Levantó la vista y vio ante sí a un anciano. Le reconoció al instante. Era uno de los hombres más ricos, pero también más avaros de la ciudad, un hombre que había amasado su fortuna aprovechándose de la necesidad de los pobres, llegando a convertirse en propietario de muchas casas, a cuyos inquilinos explotaba de un modo tacaño y miserable.
El albañil le miró interrogante y el acaudalado anciano, con voz chillona y desagradable, dijo:
- Buenas tardes, buen hombre.
- Buenas tardes, señor -contestó el albañil-. ¿En qué puedo serviros?
«Quizá me encargue algún trabajo -pensaba-. Si es así, me pagará muy poco, lo sé, pero aunque así sea, tendré que aceptar, siendo tan grande como es mi pobreza.»
El anciano avaro, como si adivinara sus pensamientos, contestó:
- Me han dicho que eres muy pobre.
- En efecto, señor.
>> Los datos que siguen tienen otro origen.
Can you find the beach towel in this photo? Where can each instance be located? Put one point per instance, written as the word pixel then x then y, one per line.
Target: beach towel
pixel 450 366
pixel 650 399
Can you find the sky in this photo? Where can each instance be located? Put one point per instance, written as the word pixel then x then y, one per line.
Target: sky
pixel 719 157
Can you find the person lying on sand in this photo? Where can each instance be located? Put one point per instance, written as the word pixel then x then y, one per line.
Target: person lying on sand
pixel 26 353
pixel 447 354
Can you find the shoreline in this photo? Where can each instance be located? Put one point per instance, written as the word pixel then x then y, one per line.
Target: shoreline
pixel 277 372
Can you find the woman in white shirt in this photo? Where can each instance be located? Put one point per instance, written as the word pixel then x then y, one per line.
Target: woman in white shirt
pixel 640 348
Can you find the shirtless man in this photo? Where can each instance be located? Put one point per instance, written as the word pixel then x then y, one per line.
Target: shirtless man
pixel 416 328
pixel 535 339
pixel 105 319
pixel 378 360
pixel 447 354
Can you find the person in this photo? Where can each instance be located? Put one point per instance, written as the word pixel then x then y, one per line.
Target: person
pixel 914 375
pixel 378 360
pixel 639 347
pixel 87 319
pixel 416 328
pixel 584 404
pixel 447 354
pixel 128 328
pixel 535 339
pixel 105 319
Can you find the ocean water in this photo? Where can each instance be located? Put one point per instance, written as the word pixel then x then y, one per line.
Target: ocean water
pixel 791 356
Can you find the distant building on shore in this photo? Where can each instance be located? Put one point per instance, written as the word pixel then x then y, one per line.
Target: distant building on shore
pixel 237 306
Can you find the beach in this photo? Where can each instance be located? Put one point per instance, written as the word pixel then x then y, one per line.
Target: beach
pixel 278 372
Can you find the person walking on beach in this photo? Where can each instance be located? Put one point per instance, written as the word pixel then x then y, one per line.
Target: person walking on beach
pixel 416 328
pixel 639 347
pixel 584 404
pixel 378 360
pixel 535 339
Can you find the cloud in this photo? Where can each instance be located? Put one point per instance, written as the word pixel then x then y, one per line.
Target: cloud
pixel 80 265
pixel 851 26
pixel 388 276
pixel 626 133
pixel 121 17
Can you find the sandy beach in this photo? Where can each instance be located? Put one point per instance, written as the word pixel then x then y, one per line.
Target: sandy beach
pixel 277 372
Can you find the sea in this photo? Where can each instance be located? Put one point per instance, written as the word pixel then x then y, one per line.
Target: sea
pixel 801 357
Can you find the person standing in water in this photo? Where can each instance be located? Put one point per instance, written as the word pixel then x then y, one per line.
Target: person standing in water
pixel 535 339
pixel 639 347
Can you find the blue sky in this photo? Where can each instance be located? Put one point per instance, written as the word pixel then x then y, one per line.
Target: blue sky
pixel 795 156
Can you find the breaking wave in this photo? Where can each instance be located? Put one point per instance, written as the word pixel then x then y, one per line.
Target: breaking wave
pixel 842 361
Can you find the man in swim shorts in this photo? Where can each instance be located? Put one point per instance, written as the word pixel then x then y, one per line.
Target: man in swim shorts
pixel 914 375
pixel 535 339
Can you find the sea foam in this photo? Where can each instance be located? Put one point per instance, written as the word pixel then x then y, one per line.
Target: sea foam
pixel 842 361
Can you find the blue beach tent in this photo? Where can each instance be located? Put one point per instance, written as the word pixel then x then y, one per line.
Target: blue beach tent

No puedo negarlo, a la vista está.
- Y también me han dicho que, sin embargo, eres un buen albañil que sabe hacer excelentes trabajos -prosiguió el anciano.
- No os han engañado, señor. Mi pobreza me obliga a trabajar más barato que ningún otro albañil de Granada. Sin embargo, sin falsa modestia, he de deciros que me siento capaz de hacer el mismo o mejor trabajo que cualquier otro. Pero no tengo suerte...
- Bien, bien -le interrumpió el anciano que, como todos los avaros, sólo se interesaba por las desgracias de los demás para aprovecharlas en beneficio propio, pero huía de oír lamentaciones-. Supongo que te agradará que te encargue algunas reparaciones y me las cobrarás baratas.